Senior retirees left paying again for income already taxed

Many German pensioners living in the South Cariboo – and Canada – are unhappy about receiving tax notices from their motherland billing them for back taxes to 2005.

Anke Zucchelli, an accounting technician with PMT Chartered Accountants, says this is leading many to seek tax advice in Canada, but others are paying it without question – some of them out of fright.

The “bureaucratic language” in the tax letter is overwhelming for most people affected, she says, adding many of whom are in relatively low-income brackets.

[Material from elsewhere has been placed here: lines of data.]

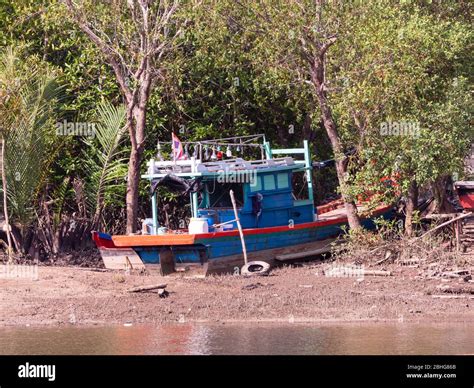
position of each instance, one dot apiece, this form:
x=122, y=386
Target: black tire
x=255, y=268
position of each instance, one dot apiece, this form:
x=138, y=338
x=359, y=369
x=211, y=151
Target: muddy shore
x=80, y=296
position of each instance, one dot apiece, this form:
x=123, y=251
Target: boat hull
x=222, y=251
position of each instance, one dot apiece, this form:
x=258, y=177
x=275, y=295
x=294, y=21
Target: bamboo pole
x=5, y=209
x=444, y=224
x=242, y=240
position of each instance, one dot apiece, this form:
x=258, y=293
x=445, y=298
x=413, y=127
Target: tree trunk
x=132, y=190
x=136, y=121
x=411, y=207
x=5, y=201
x=339, y=156
x=439, y=188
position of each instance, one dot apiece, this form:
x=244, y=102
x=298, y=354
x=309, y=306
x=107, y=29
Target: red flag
x=177, y=147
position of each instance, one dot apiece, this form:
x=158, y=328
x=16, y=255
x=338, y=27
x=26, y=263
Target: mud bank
x=65, y=295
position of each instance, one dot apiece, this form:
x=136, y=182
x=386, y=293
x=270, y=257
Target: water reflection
x=241, y=339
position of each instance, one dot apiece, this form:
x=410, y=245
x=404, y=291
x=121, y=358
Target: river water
x=327, y=339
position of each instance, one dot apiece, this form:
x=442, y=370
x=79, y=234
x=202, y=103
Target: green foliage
x=28, y=115
x=105, y=161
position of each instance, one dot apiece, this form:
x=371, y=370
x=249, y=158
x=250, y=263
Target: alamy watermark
x=22, y=271
x=238, y=177
x=345, y=271
x=400, y=128
x=68, y=128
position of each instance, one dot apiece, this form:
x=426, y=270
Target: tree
x=29, y=92
x=133, y=36
x=297, y=36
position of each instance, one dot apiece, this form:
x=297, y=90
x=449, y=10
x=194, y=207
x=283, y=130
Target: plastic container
x=228, y=227
x=198, y=225
x=147, y=226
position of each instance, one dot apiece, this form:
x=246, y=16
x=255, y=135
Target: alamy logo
x=238, y=177
x=68, y=128
x=37, y=371
x=400, y=128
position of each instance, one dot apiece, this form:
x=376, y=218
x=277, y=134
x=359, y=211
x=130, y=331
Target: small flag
x=177, y=148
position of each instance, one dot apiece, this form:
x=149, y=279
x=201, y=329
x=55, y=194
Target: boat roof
x=193, y=168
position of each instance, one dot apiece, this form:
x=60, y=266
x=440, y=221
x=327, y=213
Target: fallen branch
x=148, y=288
x=444, y=224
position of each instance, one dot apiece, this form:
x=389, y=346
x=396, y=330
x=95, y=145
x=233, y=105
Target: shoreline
x=65, y=296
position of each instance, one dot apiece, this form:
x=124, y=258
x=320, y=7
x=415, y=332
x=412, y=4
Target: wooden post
x=154, y=202
x=309, y=170
x=5, y=208
x=234, y=205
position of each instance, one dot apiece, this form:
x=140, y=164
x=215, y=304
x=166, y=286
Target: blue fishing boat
x=267, y=221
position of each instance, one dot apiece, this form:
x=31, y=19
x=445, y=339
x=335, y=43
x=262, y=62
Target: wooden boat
x=276, y=226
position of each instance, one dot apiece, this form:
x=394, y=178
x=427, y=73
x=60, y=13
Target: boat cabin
x=262, y=189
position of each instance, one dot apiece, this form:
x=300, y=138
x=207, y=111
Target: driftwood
x=388, y=256
x=444, y=224
x=367, y=272
x=457, y=290
x=148, y=288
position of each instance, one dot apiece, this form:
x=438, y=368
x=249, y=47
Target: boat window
x=269, y=182
x=257, y=185
x=219, y=194
x=282, y=181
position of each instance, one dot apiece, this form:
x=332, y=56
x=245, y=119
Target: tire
x=255, y=268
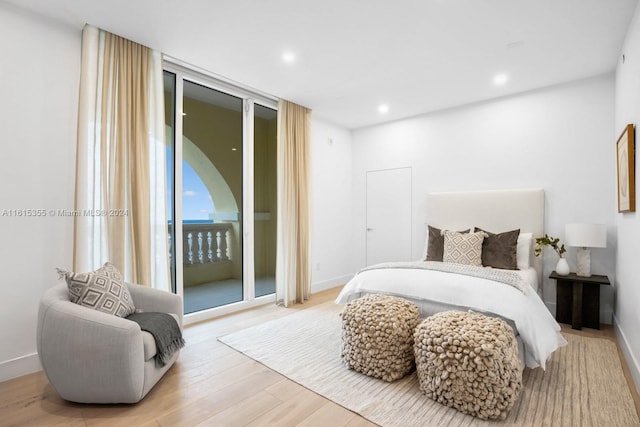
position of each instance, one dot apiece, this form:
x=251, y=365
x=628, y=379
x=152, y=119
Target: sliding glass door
x=221, y=154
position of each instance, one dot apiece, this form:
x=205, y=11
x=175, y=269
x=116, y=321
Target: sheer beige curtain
x=120, y=182
x=293, y=275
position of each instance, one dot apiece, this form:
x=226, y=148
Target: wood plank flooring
x=210, y=385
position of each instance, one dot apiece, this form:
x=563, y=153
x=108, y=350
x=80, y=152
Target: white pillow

As Zucchelli speaks German and is well-versed in the country’s tax laws, PMT is getting dozens of requests for help from across the province, she adds.

“I probably have one or two new people a week coming forward right now who are not former clients, but have received a letter.”

Jörg Heizmann of Canim Lake says he was dismayed to suddenly receive 2005/06 tax bills in early December 2012, as well as a notice of more to follow for 2007-2011.

“Since we are here in Canada, we always submitted our pension amount to income tax, and if there was something to pay on it, then we paid it.”

Heizmann notes he only worked nine years in Germany, so that pension is small, but the tax rate is “quite high” in that country.

“I'm going to be paying nearly 200 Euros [$260 a year], and that's quite a bit.”

He explains Germany and Canada have a tax agreement to avoid double-taxation, so it's “not fair” to have to pay again, when he's already paid Canadian taxes for the German pension income.

Heizmann also receives Old Age Security income in Canada, but notes that is taxed at a much

smaller percentage than the bills from Germany.

Zucchelli explains the double taxation agreement Germany has with foreign countries includes the right for the pension-generating country to administer the taxation, but it also ensures the foreign country credits that back.

The German foreign tax laws were changed and took effect in 2005, but she says it's taken the tax officials in that country until about two years ago to even begin to “catch up” with foreign pensioners.

Now, more and more retired Germans living in Canada are getting these tax bills, and Zucchelli notes they don't have the tax exemptions that are available here.

“Their overall income might not be that high, and once they have their personal exemption, their medical claim and all that, they don't owe taxes to the Canadian government.”

This means for those pensioners – and Heizmann is likely one of them – the credit won't help them recoup the German taxes they must now pay, Zucchelli notes.

“Some times they get a little bit back ... but they don't tend to get 100 per cent.”

However, she says there is hope for many pensioners affected by the new tax laws.

People with a slightly higher pension income in Canada and a lower one from Germany may benefit from the credit, Zucchelli explains.

It's important to note those with a low income can apply to the German government for tax relief, she says, adding a letter of objection must be sent within two months of the date on the tax letter.

Any future tax notices can be disputed once they arrive, and Zucchelli notes PMT has helped clients, who immediately paid the taxes, argue successfully and get some of that money back.

She encourages all affected pensioners to look at the numbers, and if it seems worth the cost, consult an accountant with expertise in German tax laws, even if the deadline is past.

Pensioners who have some tax knowledge themselves or don't have much money involved should still consider disputing the taxation, Zuchelli adds, especially if they can prove a low income.